Dans son avant-dernier film, Inugami (2001), Harada inscrit ses préoccupations sociales dans le champ du fantastique : la qualité quasi onirique de son travail y gagne en netteté et en puissance. Fable à mi-chemin de la tragédie occidentale et du folklore japonais, empreinte de réminiscences du chef d’oeuvre de l’impureté qu’est 7 Women de John Ford, Inugami est un film bouleversant, sans doute le plus beau de son réalisateur.

Dès lors, son prochain film, The Choice of Hercules, s’annonce comme un film très attendu. En s’inspirant de " l’Evènement d’Asama ", le fait divers le plus célèbre des années 70, Masato Harada revient sur un événement fondateur de la société japonaise contemporaine : le siège, par une armée de policiers, de terroristes preneurs d’otage. En retournant au drame fondateur, Harada va à contre-courant d’un certain cinéma naturaliste du " post-traumatisme ", exemplifiée par Distance de Hirokazu Kore-Eda, comme il l’explique dans cet entretien.

C’est cette croyance en la puissance du réalisme comme opérateur de vérités qui fait de Masato Harada un cinéaste précieux.



Objectif Cinéma : Etes-vous parti d’un lieu précis pour élaborer votre projet, Inugami ?

Masato Harada : Pour ce film (adapté d’un roman de Masako Bando-ndlr), le point de départ était ma curiosité pour cette fabrique de papier, au milieu de nulle part, en pleine forêt. En effet, pour obtenir du papier de bonne qualité, la qualité de l’eau et de la pâte de bois est capitale, mais les environnements adéquats sont limités. Le livre, qui prend place dans la région de Tosa, reconnue pour la beauté de ses papiers, me permettait d’explorer ce type d’environnement.

D’autre part, le livre décrit la lutte des sexes en faisant de la famille Bonomyia une sorte de métaphore de la société japonaise dans son ensemble.

Il faut savoir que les partis dominants japonais sont contrôlés par les hommes : les femmes y sont encore minoritaires. Les choses évoluent un peu, car il y a aujourd’hui des femmes extrêmement combatives et créatives. Mais ces hommes peuvent bloquer ce processus, et tenter d’éliminer ces " guerrières " (1). C’est une évolution lente, à tous les niveaux de la société.

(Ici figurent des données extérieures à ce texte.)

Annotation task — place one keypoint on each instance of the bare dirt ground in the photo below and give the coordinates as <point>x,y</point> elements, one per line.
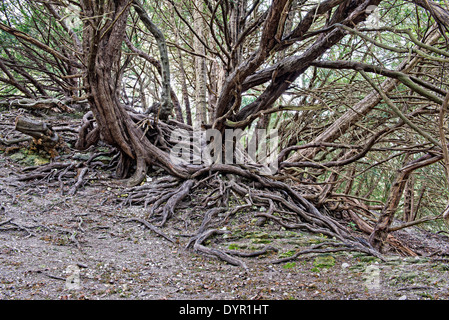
<point>85,246</point>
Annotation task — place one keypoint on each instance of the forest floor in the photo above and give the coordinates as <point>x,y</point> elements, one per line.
<point>85,246</point>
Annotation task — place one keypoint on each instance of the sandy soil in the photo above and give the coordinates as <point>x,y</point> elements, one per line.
<point>84,247</point>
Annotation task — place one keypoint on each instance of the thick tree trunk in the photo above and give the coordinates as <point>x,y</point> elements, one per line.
<point>102,48</point>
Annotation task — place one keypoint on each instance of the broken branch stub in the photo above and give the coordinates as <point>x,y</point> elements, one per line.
<point>42,133</point>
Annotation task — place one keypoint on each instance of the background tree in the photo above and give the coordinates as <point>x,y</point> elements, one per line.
<point>357,90</point>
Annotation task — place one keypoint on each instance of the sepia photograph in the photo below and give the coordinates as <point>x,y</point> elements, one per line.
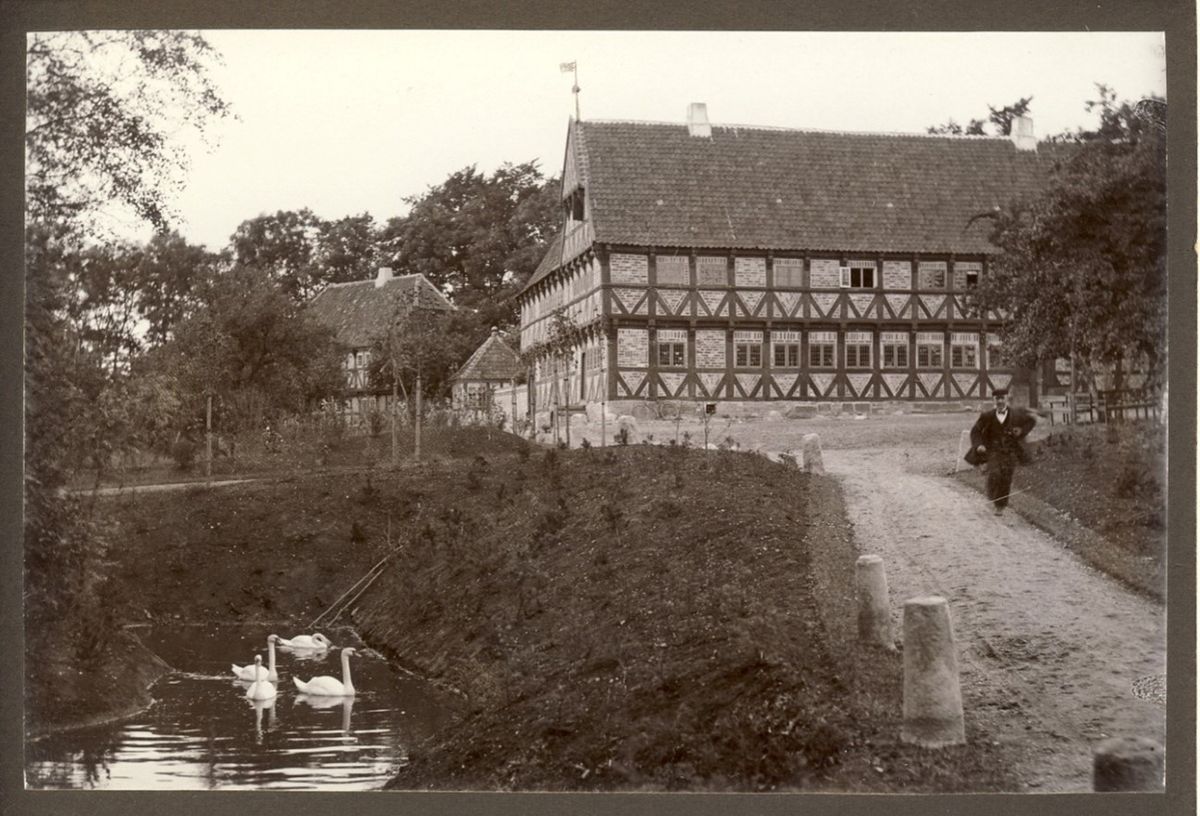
<point>621,412</point>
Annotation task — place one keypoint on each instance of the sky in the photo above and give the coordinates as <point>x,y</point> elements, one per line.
<point>345,123</point>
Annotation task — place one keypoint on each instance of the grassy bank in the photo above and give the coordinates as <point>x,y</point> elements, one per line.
<point>629,618</point>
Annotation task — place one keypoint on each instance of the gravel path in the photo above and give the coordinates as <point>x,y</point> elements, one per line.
<point>1049,649</point>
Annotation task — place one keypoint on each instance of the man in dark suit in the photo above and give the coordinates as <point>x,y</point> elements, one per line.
<point>997,439</point>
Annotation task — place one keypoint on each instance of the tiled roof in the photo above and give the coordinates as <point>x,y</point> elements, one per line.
<point>495,359</point>
<point>549,262</point>
<point>781,189</point>
<point>774,189</point>
<point>360,312</point>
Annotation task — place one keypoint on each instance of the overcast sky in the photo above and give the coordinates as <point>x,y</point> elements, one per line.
<point>353,121</point>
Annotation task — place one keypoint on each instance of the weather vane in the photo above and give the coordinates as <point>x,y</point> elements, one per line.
<point>575,87</point>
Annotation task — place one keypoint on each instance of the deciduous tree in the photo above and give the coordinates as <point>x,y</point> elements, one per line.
<point>1083,271</point>
<point>253,347</point>
<point>103,112</point>
<point>479,238</point>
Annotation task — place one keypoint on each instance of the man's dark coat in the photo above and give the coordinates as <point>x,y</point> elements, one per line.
<point>1001,438</point>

Dans Inugami, chaque personnage féminin incarne ainsi une certaine attitude des femmes japonaises. Tout au long du film, l’héroïne tente de créer un papier constitué de sept essences différentes ; dans ces essences, vous voyez les sept femmes de la famille Bonomyia s’unissant pour combattre le système. Mais en réalité, Miki est seule, les autres femmes ne lui apportent aucun soutien.


  Inugami (c) D.R.

Objectif Cinéma : Ces personnages de femmes indépendantes évoquent Imamura.

Masato Harada : Oui, des femmes très actives, très fortes physiquement. Imamura réussissait très bien à créer ces personnages fascinants…Avant.

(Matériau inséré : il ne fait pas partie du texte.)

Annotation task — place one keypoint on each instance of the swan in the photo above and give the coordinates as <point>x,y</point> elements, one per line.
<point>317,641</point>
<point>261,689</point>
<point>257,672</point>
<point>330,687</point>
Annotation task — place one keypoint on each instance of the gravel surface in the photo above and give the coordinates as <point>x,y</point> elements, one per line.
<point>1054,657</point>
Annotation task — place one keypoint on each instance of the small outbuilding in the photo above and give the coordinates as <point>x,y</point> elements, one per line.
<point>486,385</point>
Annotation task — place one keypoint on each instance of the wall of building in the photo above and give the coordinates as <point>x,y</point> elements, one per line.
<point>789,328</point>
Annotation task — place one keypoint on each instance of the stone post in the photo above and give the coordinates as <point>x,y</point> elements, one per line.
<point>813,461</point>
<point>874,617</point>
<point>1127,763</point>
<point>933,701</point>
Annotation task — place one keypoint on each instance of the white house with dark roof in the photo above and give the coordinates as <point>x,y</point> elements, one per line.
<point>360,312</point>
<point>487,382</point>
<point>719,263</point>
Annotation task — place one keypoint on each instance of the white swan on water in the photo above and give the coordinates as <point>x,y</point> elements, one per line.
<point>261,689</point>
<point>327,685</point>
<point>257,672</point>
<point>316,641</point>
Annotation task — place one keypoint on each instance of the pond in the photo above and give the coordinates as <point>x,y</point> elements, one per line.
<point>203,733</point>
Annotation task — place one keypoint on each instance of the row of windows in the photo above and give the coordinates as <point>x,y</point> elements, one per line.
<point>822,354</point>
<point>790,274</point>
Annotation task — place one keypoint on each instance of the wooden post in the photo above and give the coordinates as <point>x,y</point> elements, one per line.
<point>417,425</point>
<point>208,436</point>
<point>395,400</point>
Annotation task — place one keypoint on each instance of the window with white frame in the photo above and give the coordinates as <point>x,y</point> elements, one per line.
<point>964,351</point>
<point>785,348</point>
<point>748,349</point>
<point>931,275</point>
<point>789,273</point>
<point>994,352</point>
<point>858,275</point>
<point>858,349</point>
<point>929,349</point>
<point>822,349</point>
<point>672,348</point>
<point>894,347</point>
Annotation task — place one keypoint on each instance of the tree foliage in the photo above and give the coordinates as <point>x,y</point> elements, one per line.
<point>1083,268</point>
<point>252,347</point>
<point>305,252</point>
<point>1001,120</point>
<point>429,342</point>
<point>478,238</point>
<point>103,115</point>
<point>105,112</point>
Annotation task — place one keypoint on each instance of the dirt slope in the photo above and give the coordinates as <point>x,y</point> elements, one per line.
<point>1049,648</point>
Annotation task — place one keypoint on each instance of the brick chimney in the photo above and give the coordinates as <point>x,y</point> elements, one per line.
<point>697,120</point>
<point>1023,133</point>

Objectif Cinéma : Vous reconnaissez-vous des influences dans le cinéma japonais ?

Masato Harada : Akira Kurosawa était mon mentor ; je l’ai rencontré plusieurs fois, nous avons même écrit un livre ensemble (2). Quant à Imamura, j’ai toujours été fasciné par la Femme-Insecte et Désir Meurtrier, ses films des années 60. J’aime beaucoup son approche énergique des plus basses classes de la structure sociale, son intérêt pour les " cols bleus ", hommes et femmes. Je suis aussi intéressé par Fukasaku, Kudo Eiichi (3)… Et en particuliers Kato Tai (4) et Kon Ichikawa (5) : ces grands cinéastes japonais m’ont toujours fasciné.


Objectif Cinéma : On pense à Ichikawa dans Inugami, notamment pour la séquence de l’arbre creux qui juxtapose deux réalités, passées et présentes…

Masato Harada : Je ne pensais pas particulièrement à Ichikawa dans cette séquence, mais c’est vrai qu’il employait beaucoup ce type de techniques, où deux temporalités, deux espaces se juxtaposent en une seule image. Un peu comme dans One From The Heart, de Francis Ford Coppola, et l’utilisation qu’il fait du blue-screen et de la fragmentation de l'image. Ichikawa était une sorte de magicien pour cela, et c’est cette forme de magie du cinéma qui me fascine : c’est ce que je voulais réaliser dans Inugami.